Simon Calder’s Travel

At first sight, there’s nothing unusual about the passengers assembling on platform 4 of Brussels Midi shortly before 7.30pm. There are families with huge suitcases, enterprising fiftysomething couples and younger single travellers with backpacks. Excitable children are already in pyjamas, clutching cuddly toys. It’s a standard crowd for an international train, you might say, and yet we eye each other, and nod imperceptibly, acknowledging an instant confederacy: we all know what we’re in for.

The secret’s out when the 19.22 pulls in. Through the sleek Eurostars rumbles a pick and mix of carriages, most of them originally built in Eastern Europe in the 1970s, towed along by a locomotive clearly marked “freight”. Although in this instance, the “freight” is folk who want to do the 500-mile journey to Berlin (via Amsterdam) as sustainably as possible: on a sleeper.

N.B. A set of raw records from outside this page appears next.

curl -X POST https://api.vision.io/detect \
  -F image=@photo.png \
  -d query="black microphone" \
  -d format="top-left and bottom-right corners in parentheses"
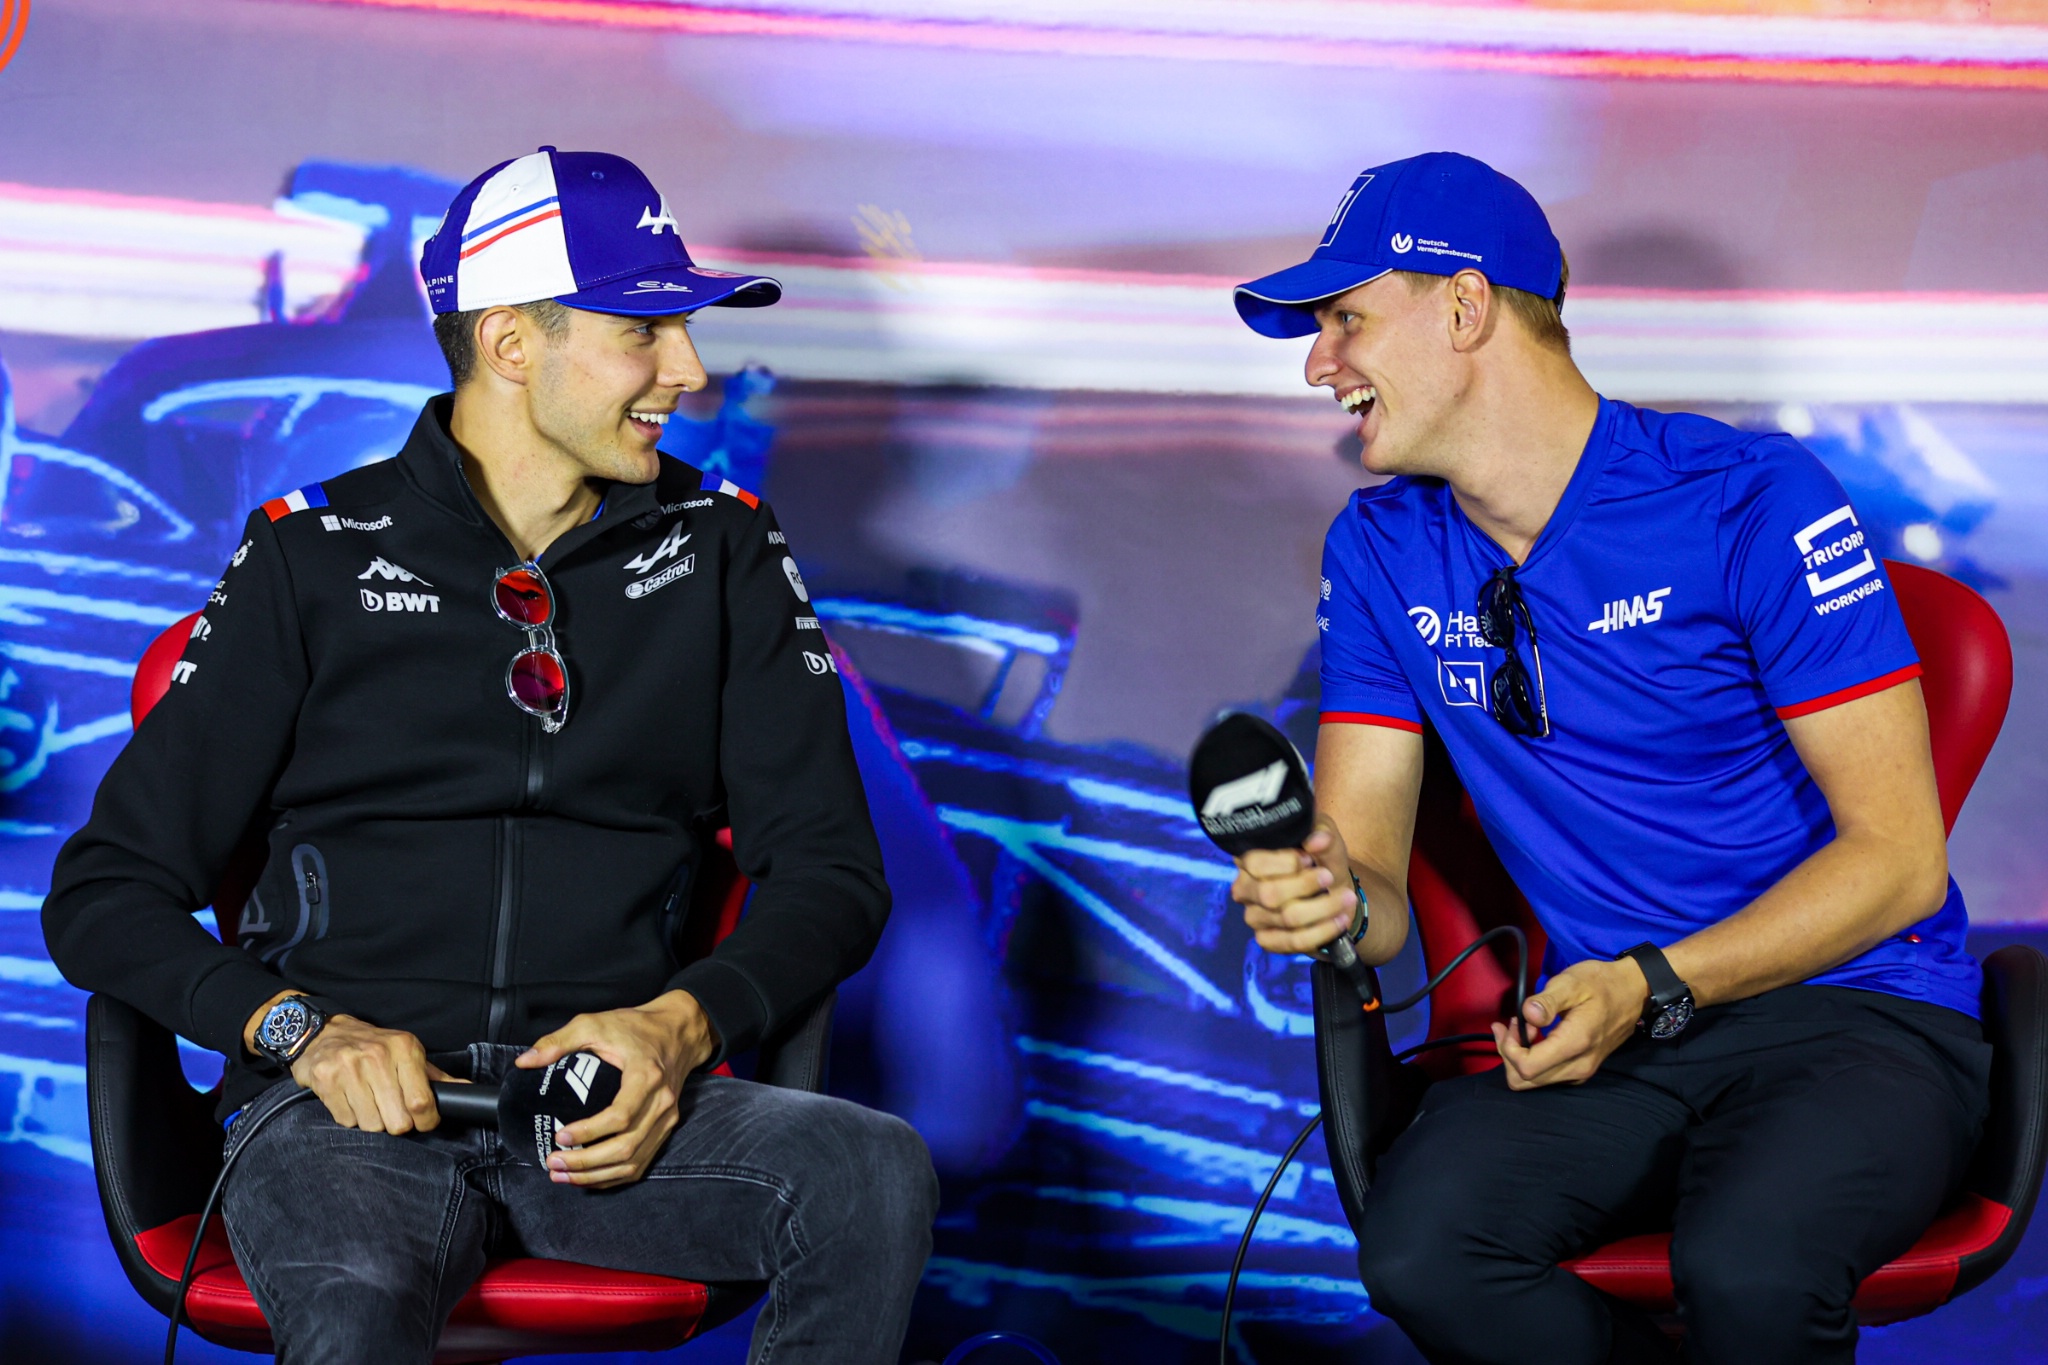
top-left (430, 1051), bottom-right (623, 1164)
top-left (1189, 712), bottom-right (1378, 1010)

Over the past couple of years, there has been a quiet revolution in long-distance train travel in Europe. Where once the focus was on how fast and far you could go in a day, now suddenly there is a clutch of more leisurely overnighters, of which this European Sleeper is both one of the newest – and oldest. It is also the most useful for UK travellers because it connects with the Eurostar from London, and will soon extend its service to Dresden and Prague.

The European Sleeper in Brussels station

(Andrew Eames)

On board, the sense of throwback continues. This is no Orient Express, although the carriages did run into Istanbul (from the Bulgarian capital Sofia) in a previous life. Dimly lit – “the batteries will recharge once we get under way”, says the train manager – there are so many levers and switches in my compartment that it seems as if I could drive the thing myself.

But there’s nothing arthritic about the way it moves efficiently off into the night. I quickly remember why I like this kind of travel. The sense of being in a timeless cocoon, with its instant multinational community. In the corridor, I get into conversation with Tomas, who has a job in Berlin but a girlfriend in Brussels. He’s originally from the Canary Islands, although he only goes back there once a year.